Help Your Child Create Healthy Habits
Excessive drinking is one habit that nobody wants. However, children are easily influenced by adults, especially by their parents. And you don’t want them to pick up the bottle when they get older.
Instead, you can teach them better habits to release their stress and express themselves. You can teach them new hobbies like sports and music, or help them pursue their studies to be academically excellent. Find ways to deter them from falling into the pressure of drinking.
Provide a Support System for Your Spouse
At some point, your spouse might want to give up drinking. That’s great! However, you can’t do this alone. Addiction is a complex problem, and the withdrawal symptoms can make them go back to drinking again.
Instead, you can direct your partner to support groups, such as Al-Alon Family Groups. Alternatively, one-on-one therapy might also help your spouse in the long run. Whatever choice you pick, it is a step forward for your partner to recovery.
Avoid Self-Blame and Controlling Behavior
You might have the urge to blame yourself and try to control your partner’s drinking. However, this can do more harm than good. Understand that you are not guilty in this situation and that your spouse is the only one who can stop themselves drinking.
Protect Your Child and Yourself
Some spouses may not want to change. Sometimes, they might even resort to violence as a result of their drinking. There is no reason for you and your child to stay in a dangerous household.

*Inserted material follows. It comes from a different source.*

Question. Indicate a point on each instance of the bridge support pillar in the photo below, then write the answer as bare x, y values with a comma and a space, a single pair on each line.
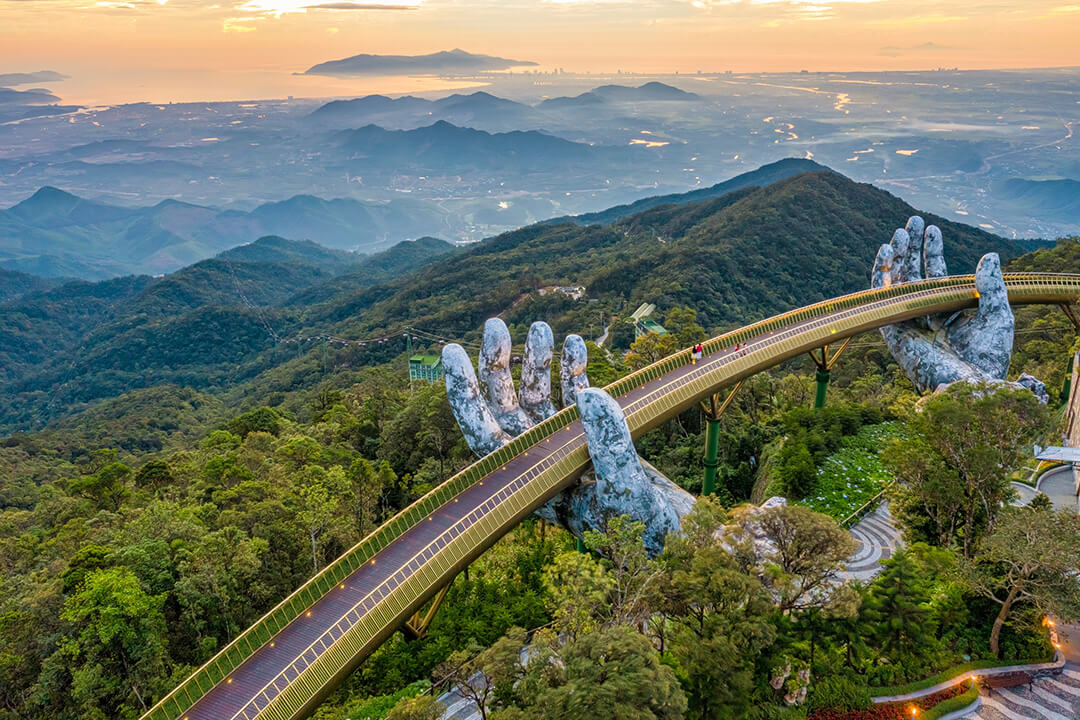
822, 379
714, 410
417, 626
825, 363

If your partner is too much to handle, you and your child must leave immediately. You must find ways to protect your child and yourself from harm. You can stay at a friend’s home, a family member’s place, or a domestic violence shelter.
Understand that It’s Not Your Fault
Finally, understand that your spouse’s drinking problems are not from any of your shortcomings. You can help them overcome it, but it’s still your partner’s responsibility to help themselves.
Also, you should never enable and make excuses for your spouse. While mental illnesses like addictions are a tragedy, they are not an excuse for bad behavior. Help your partner up until your limits.
Living with an alcoholic partner can feel hopeless at times. But with encouragement, you can help your spouse turn their lives around and follow a path of sobriety.
At the end of the day, the most affected person in your home will be your child. They will carry many burdens when living a life with an alcoholic parent. And the only way for them to live soundly is to have a guardian who will be there for them all the time.
Alcohol has broken the lives and homes of many Americans and people worldwide. It has caused the injury and death of its users. And most importantly, they have caused turmoil in the lives of children and spouses.
Parenting with a spouse who abuses alcohol is a difficult task. However, there is hope within your family. And who knows, your spouse might one day put the bottle down and be a better parent for you and your youngster.